I did make some progress here - I'm able to mount my folders into the dagster-dev container in the DAGSTER_HOME directory as defined in this structure https://docs.dagster.io/deployment/dagster-instance#default-local-behavior My file structure looks like this:
Copy code
/var/lib/dagster:
   dagster.yaml
   history/
      runs.db
      runs/
        index.db
        ...
   storage/
      ...
         some_log.out
         some_log.complete
         some_log.err
I think dagster still isnt aware of where my data is though.

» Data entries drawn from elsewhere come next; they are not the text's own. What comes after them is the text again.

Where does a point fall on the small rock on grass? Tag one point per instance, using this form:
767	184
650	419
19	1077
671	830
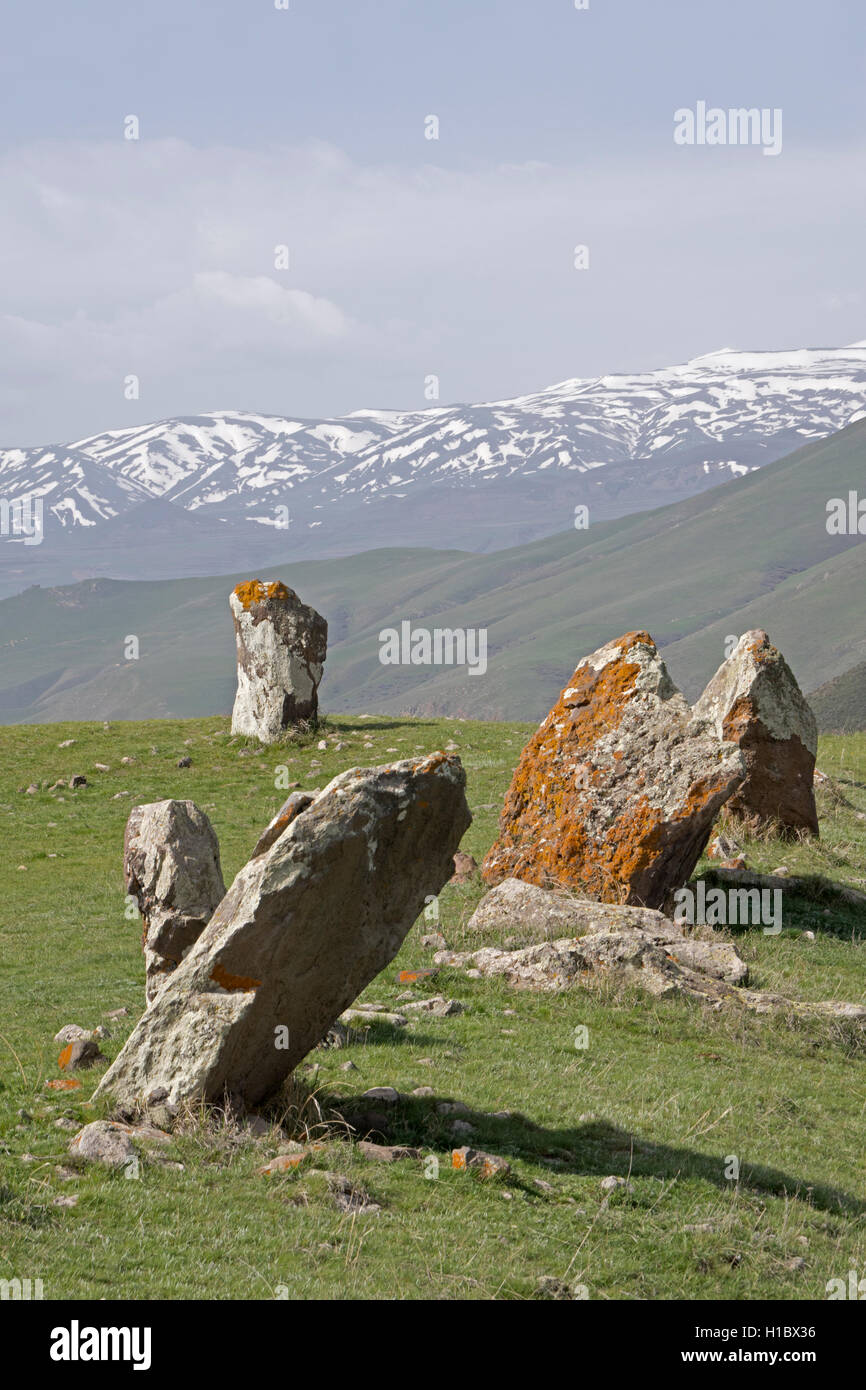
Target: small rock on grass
612	1183
103	1141
79	1055
71	1033
489	1165
387	1153
384	1094
350	1198
551	1287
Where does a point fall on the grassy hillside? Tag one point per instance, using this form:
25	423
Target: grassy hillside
751	553
840	705
663	1096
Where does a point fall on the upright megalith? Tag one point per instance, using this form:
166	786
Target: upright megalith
281	651
754	701
616	794
171	868
302	930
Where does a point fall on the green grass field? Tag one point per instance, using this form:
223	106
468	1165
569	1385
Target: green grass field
666	1094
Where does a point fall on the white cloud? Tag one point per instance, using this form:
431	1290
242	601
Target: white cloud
157	257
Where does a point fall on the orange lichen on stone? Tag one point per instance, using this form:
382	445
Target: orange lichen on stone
253	591
232	982
610	797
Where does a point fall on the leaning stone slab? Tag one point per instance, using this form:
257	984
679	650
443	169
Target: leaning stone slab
300	933
755	702
281	652
171	866
616	794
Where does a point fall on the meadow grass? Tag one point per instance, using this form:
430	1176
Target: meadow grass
666	1096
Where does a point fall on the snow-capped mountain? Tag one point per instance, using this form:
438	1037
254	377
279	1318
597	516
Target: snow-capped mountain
478	476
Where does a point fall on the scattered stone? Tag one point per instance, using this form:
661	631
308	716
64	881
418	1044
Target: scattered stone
292	806
462	1127
551	1287
530	913
104	1141
754	701
489	1164
302	931
617	791
79	1055
171	866
285	1162
350	1198
71	1033
464	868
631	945
387	1153
437	1005
281	651
434	941
722	847
610	1184
367	1016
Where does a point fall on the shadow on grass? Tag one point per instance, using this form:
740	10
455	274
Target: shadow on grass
594	1148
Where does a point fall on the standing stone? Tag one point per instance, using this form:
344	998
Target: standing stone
754	701
281	652
171	866
617	791
300	933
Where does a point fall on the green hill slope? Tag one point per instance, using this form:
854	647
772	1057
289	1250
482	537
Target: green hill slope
751	553
840	705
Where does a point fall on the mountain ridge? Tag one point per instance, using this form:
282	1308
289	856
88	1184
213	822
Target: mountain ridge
485	476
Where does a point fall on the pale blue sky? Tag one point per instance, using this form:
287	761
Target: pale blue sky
409	256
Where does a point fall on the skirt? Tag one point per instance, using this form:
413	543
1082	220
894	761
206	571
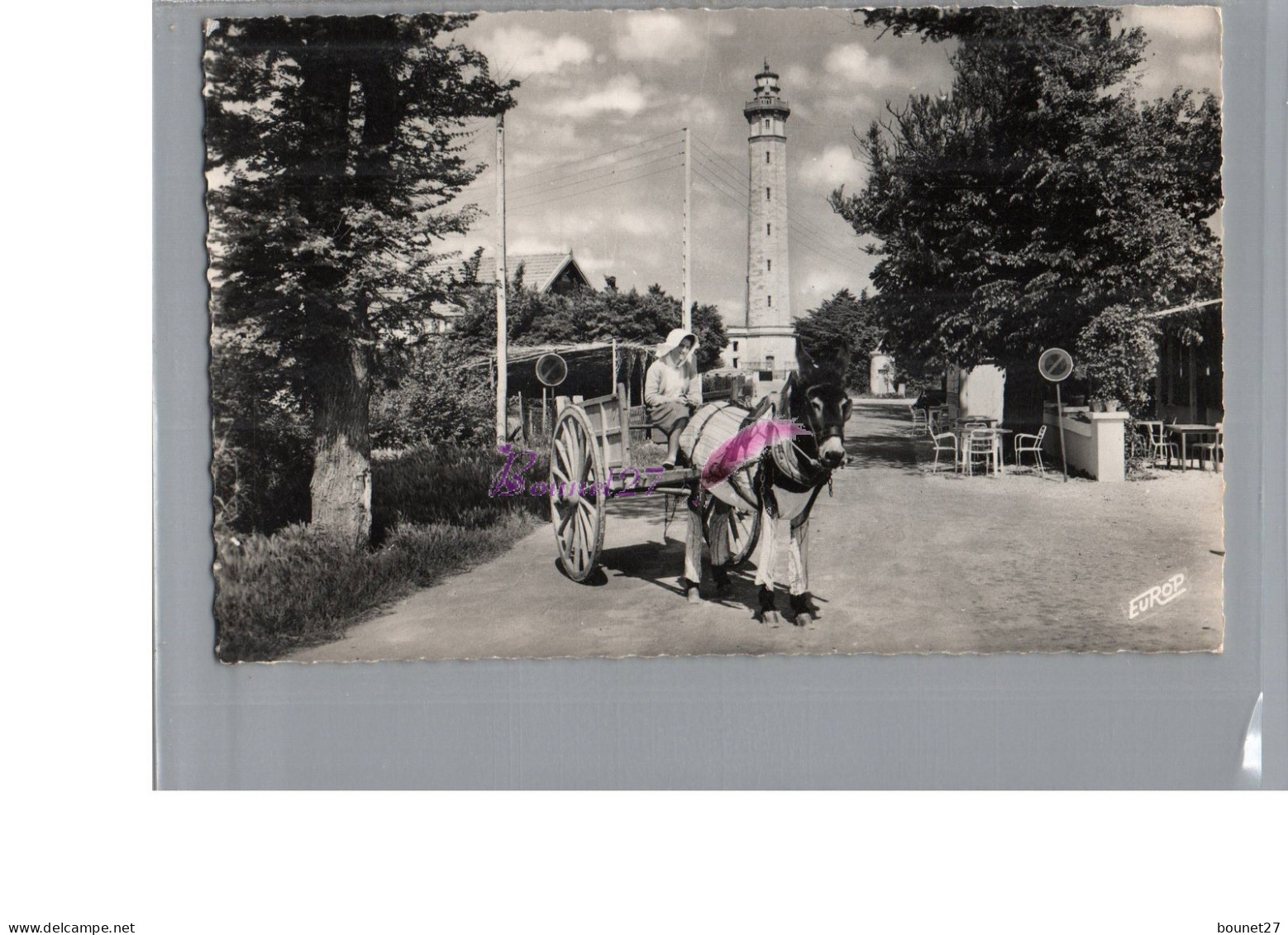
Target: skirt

When trying to spin up the container, i get the error:
Copy code
sqlalchemy.exc.OperationalError: (sqlite3.OperationalError) unable to open database file
(Background on this error at: <https://sqlalche.me/e/14/e3q8>)
o
that directory structure looks reasonable -- do you have the DAGSTER_HOME env var set to that path, and are the permissions on that directory such the process can read/write to it?
c
yeah, both should be true.
let me double check the permissions
i mean, changing dagster.yaml does indeed impact how the UI runs... so I assume we are able to read that
dagster.yaml
i guess its possible that the read/write permissions are different for directories in that folder though.
let me see
looks OK i think:
Copy code
-rw-rw-r-- 1 1002 1005 1153 Jun 15 18:14 dagster.yaml
drwxr-xr-x 3 1002 1005 4096 Jun 15 18:13 history
drwxr-xr-x 2 root root 4096 Jun 15 18:19 logs
drwxr-xr-x 6 1002 1005 4096 Jun 15 18:13 storage
o
just as a sanity check, if you chmod 777 the directory, what happens? dagster.yaml only needs read access, but I believe the db files need both read and write
c
looks like same issue when all of the files are rwx
so the underlying issue was that docker does not handle symlinks very well in nested directories. We were mounting the history/storage folders to the container, but all of the underlying files were symlinks to my local system (because we're doing this via bazel). As a result, we uploaded a bunch of broken links, instead of the actual db files. Manually mounting the files worked, but i would like to avoid that. Gonna look into using a docker volume for this data instead.